December 22, 2025 / 15:59 IST
Anuj Kapoor - Managing Director & CEO - Private Wealth, JM Financial Services Ltd

With equity benchmarks hovering close to record highs and valuations still looking a bit stretched, investors are reassessing where the next leg of returns will come from.

In an interview to Moneycontrol , JM Financial Private Wealth managing director and CEO Anuj Kapoor shares how clients are recalibrating asset allocation, why private equity and private credit are seeing a growing interest and how AI is reshaping advisory models. Edited excerpts of the interview:

With equity markets near record highs and interest rates expected to ease gradually, what are you advising clients on asset allocation over the next 12–18 months?
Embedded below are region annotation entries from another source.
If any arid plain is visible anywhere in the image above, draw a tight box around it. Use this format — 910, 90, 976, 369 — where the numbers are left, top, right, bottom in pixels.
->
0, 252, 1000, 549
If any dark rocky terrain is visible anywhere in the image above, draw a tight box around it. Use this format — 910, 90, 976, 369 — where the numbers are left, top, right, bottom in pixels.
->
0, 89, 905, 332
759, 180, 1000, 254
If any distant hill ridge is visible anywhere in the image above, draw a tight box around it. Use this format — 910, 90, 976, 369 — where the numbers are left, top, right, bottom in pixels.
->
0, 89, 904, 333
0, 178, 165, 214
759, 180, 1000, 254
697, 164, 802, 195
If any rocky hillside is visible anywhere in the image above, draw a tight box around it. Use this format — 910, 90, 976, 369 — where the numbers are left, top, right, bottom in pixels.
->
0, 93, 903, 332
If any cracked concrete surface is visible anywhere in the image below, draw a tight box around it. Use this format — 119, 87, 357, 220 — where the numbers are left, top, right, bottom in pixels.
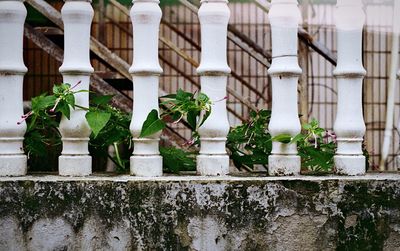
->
0, 174, 400, 250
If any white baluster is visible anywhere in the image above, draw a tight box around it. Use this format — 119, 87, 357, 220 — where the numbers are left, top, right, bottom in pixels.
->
59, 0, 94, 176
129, 0, 162, 176
268, 0, 301, 176
197, 0, 231, 176
334, 0, 366, 175
0, 0, 27, 176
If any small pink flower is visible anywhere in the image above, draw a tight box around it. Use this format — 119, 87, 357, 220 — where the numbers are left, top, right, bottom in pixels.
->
50, 98, 61, 112
17, 111, 33, 125
69, 80, 82, 90
214, 96, 228, 103
183, 139, 195, 146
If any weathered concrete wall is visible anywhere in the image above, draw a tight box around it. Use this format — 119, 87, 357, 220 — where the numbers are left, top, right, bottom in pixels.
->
0, 175, 400, 250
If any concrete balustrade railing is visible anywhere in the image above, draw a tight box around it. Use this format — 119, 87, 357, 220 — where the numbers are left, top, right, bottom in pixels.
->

While headline indices are hovering near all-time highs, the underlying market dynamics reveal a dichotomy. The rally's breadth has been notably narrow, indicating a concentration rather than broad-based participation.
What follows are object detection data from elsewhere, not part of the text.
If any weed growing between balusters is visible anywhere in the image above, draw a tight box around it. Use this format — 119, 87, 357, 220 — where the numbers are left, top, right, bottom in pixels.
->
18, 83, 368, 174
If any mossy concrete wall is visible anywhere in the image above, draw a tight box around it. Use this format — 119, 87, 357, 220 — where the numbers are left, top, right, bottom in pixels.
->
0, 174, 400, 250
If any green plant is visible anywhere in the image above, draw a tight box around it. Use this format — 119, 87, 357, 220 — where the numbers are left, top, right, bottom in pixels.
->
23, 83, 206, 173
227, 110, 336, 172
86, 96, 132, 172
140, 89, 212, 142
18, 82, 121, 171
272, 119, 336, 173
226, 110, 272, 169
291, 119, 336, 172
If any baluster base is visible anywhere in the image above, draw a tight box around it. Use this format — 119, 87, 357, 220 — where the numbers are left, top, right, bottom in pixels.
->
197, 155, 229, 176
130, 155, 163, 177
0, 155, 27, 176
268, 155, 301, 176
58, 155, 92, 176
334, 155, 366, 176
Following a period of modest time correction and relatively sharp underperformance against Developed Market (DM) and Emerging Market (EM) peers, the Indian markets now trade at relatively reasonable valuation (though not inexpensive in absolute terms). As the calendar year concludes, it is an opportune time for investors to review their asset allocation and evaluate their portfolios to remain aligned with their original risk mandates.

Within equities, large caps retain their appeal. Yet, they inherently offer more modest earnings growth compared to their mid and smallcap counterparts. 2025 is poised to conclude with large caps decisively outperforming mid/small caps, effectively snapping a multi-year streak of underperformance. Post-correction, smallcap segments appear better positioned than midcaps; however, given that the broader market remains elevated, a discerning, bottoms-up stock selection approach is preferred to navigating risks and identifying true alpha opportunities.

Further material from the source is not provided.